The exchange was classic Comey. Blanche had said the case was built on “a body of evidence” gathered over about 11 months, not just one post. Comey’s answer was to school him in public. “I don’t talk about the case because the federal court rules require you not,” Comey said. “I would urge the acting attorney general to bone up on the rules.”
He also tried to make the Instagram post sound harmless. Comey said he is now a private citizen and uses the platform “the way any awkward, nerdy dad would.” That line may play well with his fans, but it does not erase the reality that the post was not about brunch, sunsets, or family photos. Prosecutors say “86 47” was a message aimed at the 47th president.
Then came the familiar Comey move: total confidence in the system, as long as the system is not holding him to account. He said he has “complete faith” in the judicial process and called it “the only leg” of government “still standing.” He also repeated his innocence claim with no hesitation. “I’m not just not guilty, I am innocent, and so let’s go.”
The interview also dragged the country back to 2016, because Comey can never really escape that mess. Asked about reopening Hillary Clinton’s email investigation just 11 days before the election, he admitted the situation was ugly but stood by the call. “But again, we made the decision because it was the least-bad option. Both options sucked, honestly. But this was the one most consistent with the values of the department. So as painful as it is, I’d have to do the same thing again.”
That answer will not calm down Democrats who still blame him for Clinton’s collapse. It will not reassure Republicans who still remember the Russia investigation and the way the FBI was used as a weapon against Trump. Comey says he was just doing the hard thing. A lot of Americans see something different: a man who keeps defending his own choices while pointing fingers at everybody else.

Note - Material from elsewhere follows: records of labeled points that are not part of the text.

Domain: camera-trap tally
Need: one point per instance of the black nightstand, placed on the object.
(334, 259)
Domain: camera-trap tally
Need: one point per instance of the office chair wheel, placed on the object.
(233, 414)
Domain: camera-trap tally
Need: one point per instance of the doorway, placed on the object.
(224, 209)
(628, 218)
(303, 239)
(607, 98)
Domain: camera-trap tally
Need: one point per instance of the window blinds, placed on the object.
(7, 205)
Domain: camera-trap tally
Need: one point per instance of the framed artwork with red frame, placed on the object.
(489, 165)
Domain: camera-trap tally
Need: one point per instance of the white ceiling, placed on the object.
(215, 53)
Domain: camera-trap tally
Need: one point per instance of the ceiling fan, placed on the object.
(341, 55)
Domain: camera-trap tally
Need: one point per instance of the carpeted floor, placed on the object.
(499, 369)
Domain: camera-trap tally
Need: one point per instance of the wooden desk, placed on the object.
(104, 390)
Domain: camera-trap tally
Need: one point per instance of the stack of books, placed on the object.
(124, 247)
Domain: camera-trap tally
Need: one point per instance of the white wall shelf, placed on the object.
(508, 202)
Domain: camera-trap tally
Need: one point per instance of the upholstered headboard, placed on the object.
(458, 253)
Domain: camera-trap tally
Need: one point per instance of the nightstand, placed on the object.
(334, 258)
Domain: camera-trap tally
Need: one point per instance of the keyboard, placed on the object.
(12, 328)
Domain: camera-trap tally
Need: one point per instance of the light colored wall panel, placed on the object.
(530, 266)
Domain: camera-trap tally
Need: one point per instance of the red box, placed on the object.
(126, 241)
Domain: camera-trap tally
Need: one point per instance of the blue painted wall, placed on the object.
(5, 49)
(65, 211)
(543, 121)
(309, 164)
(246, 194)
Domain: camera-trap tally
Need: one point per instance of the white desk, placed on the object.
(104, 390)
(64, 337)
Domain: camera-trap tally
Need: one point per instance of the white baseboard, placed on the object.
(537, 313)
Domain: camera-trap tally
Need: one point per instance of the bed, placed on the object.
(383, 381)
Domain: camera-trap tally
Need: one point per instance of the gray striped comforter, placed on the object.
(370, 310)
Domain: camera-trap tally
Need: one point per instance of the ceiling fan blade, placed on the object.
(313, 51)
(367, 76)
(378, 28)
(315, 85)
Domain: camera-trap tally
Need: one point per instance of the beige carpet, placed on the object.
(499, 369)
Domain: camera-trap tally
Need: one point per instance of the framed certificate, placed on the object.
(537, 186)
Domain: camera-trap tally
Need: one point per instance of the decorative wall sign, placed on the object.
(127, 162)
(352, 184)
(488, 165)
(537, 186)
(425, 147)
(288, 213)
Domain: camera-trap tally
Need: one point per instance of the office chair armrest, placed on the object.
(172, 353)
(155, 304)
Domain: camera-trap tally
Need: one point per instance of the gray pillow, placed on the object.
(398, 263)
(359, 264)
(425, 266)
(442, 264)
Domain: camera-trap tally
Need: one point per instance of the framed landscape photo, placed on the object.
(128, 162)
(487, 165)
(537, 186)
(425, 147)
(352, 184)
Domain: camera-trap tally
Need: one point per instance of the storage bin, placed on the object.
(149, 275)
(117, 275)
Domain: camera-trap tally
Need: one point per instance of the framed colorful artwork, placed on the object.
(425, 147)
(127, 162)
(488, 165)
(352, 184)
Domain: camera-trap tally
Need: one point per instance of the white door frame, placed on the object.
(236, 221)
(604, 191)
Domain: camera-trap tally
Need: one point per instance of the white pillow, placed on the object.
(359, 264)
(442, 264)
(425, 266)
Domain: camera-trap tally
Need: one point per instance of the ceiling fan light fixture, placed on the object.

He did not stop there. Comey called the Justice Department “seriously broken at the top” and told career employees to hang on for another two and a half years. In his view, the real fix will come later, when the right people are back in charge. That is a convenient message from someone who has spent years helping create the distrust he now complains about.
For a man who says the courtroom is the proper place for these fights, Comey sure spent a lot of time on television making his case.